Stop 3 of 8

Stop Three

What happens when the photographer
catches herself in the act?

A black-and-white self-portrait by Ilse Bing showing her twice: in profile on the left behind her Leica camera on a tripod, and facing forward on the right, her eye visible above the camera lens, the composition split by mirror frames and a dark curtain.

Ilse Bing set up two mirrors and her Leica on a tripod in 1931, and for a moment she became a stranger to herself.

Look at how the photograph splits her in two. On the left, in profile, she's absorbed in the act of seeing — her hand on the camera, her gaze intent. On the right, reflected straight on, she stares back at you with one visible eye, half-hidden by the lens. The camera sits between these two versions of her like a hinge. She is both the watcher and the watched, the subject and the photographer, the stranger on the bridge and the one holding the shutter release.

This is the question the photograph asks: Who is the stranger when you photograph yourself?

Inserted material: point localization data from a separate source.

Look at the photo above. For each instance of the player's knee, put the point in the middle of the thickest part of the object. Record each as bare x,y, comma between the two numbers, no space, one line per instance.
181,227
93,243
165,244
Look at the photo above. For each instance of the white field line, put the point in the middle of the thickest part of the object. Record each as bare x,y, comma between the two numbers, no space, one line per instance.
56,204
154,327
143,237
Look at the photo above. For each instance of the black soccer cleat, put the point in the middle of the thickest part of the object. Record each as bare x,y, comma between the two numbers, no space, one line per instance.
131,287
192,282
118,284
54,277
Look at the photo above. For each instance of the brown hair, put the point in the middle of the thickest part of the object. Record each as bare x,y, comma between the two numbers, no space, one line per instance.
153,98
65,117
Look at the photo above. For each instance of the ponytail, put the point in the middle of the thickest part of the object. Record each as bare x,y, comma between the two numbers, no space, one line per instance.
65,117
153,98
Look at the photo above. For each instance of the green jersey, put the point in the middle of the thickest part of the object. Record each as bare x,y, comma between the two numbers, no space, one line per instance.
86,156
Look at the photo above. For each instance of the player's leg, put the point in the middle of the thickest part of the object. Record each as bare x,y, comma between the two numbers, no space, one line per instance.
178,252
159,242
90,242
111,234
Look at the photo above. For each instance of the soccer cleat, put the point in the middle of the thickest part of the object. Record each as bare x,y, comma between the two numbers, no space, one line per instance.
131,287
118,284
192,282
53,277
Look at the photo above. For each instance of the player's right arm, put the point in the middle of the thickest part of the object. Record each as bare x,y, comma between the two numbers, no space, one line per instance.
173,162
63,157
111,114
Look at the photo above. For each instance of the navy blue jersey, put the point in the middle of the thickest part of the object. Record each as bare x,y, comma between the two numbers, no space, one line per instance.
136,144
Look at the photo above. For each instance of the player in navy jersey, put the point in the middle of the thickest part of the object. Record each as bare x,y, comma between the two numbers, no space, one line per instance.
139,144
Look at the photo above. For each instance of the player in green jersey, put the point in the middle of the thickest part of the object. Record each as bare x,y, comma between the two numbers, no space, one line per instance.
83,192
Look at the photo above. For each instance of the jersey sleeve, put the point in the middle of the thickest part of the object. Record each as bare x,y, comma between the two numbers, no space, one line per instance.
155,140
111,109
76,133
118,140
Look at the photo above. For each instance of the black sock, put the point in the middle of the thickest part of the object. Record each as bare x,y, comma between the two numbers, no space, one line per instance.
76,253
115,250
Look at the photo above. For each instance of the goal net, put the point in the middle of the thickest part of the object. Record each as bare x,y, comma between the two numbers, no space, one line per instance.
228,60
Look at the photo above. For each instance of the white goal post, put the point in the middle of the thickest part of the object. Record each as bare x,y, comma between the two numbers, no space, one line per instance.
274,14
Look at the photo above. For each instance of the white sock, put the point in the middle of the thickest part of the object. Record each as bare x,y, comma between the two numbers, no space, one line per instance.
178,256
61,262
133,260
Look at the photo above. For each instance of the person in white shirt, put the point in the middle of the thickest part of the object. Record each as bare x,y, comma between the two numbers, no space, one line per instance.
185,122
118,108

Bing called her Leica "an extension of my eyes," but here the camera becomes a wedge that splits her into multiple selves. The dark curtain hanging between the mirrors divides the frame like a stage set, as if she's performing two roles at once. And maybe she is. Maybe we all are — always split between the person who looks and the person who is seen.

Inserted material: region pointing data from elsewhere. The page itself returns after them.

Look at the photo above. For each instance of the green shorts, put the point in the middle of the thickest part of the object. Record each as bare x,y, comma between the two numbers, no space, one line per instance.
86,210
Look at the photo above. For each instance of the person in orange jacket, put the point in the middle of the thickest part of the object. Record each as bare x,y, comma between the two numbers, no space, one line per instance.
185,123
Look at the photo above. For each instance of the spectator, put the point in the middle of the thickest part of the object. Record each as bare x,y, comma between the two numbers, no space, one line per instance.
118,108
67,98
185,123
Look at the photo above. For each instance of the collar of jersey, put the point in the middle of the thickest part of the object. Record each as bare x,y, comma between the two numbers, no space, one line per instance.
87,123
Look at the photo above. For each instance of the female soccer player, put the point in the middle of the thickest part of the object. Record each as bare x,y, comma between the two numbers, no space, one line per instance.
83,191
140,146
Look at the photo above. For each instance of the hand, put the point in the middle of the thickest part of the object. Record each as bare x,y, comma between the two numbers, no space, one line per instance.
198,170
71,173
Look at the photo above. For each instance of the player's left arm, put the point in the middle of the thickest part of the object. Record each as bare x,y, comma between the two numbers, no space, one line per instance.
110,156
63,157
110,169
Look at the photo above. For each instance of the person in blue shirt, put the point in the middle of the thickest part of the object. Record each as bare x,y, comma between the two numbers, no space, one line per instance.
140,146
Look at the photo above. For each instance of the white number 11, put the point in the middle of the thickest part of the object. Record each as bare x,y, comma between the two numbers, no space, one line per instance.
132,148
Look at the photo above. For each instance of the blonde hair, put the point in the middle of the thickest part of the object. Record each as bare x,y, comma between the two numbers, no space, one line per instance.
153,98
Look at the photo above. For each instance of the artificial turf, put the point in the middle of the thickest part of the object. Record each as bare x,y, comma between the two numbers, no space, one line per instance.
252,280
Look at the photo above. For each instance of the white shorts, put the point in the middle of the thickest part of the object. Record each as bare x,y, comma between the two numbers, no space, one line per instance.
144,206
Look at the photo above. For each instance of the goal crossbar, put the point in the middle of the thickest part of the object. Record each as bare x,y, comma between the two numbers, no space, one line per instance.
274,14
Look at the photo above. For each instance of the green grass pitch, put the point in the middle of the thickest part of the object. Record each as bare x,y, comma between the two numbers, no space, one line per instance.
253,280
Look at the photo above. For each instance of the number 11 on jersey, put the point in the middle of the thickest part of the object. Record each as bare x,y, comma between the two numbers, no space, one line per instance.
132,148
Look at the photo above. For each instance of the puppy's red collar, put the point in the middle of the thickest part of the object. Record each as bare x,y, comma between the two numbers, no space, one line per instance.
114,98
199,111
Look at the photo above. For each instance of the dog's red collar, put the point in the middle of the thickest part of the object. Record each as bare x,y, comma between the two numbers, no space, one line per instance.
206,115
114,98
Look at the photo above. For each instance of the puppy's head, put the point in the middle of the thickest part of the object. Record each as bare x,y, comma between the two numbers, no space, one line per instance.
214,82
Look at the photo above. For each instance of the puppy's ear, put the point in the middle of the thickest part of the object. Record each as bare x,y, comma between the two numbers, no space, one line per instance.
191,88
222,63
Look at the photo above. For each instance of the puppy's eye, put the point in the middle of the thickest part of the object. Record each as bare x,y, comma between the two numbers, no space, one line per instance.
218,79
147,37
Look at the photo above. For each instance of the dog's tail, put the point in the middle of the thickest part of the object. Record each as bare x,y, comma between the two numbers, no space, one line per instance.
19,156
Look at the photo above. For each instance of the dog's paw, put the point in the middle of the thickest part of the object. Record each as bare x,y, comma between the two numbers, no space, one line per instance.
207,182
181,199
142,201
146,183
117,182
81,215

The geometry is so deliberate it almost hums: the crisp edges of the mirror frames, the sharp diagonal of the tripod legs, the high-contrast blacks and whites. This is 1931 — the height of European modernism, when photographers like Bing were "breaking every rule," as she put it, to discover "what the camera could do that no brush could do." What Bing discovered here is that the camera can make you a stranger in your own image. It can show you the face you never quite see when you look in the mirror: the face that's looking back.

Think back to Tsuchida's woman on the bridge. She didn't know she was about to fill a stranger's frame. Bing does know — she engineered the whole encounter. And yet the photograph still catches something she didn't fully control: the uncanny doubleness of being both here and there, both seer and seen. The camera knows this about us. It knows we are always strangers, even — especially — to ourselves.

Ilse Bing (American, born Germany, 1899–1998)

Self-Portrait in Mirrors, 1931

Gelatin silver print, 10½ × 12 in.

Joseph G. Mayer Fund · The Museum of Modern Art, New York

Have you ever seen yourself in a photograph and thought, "Who is that?"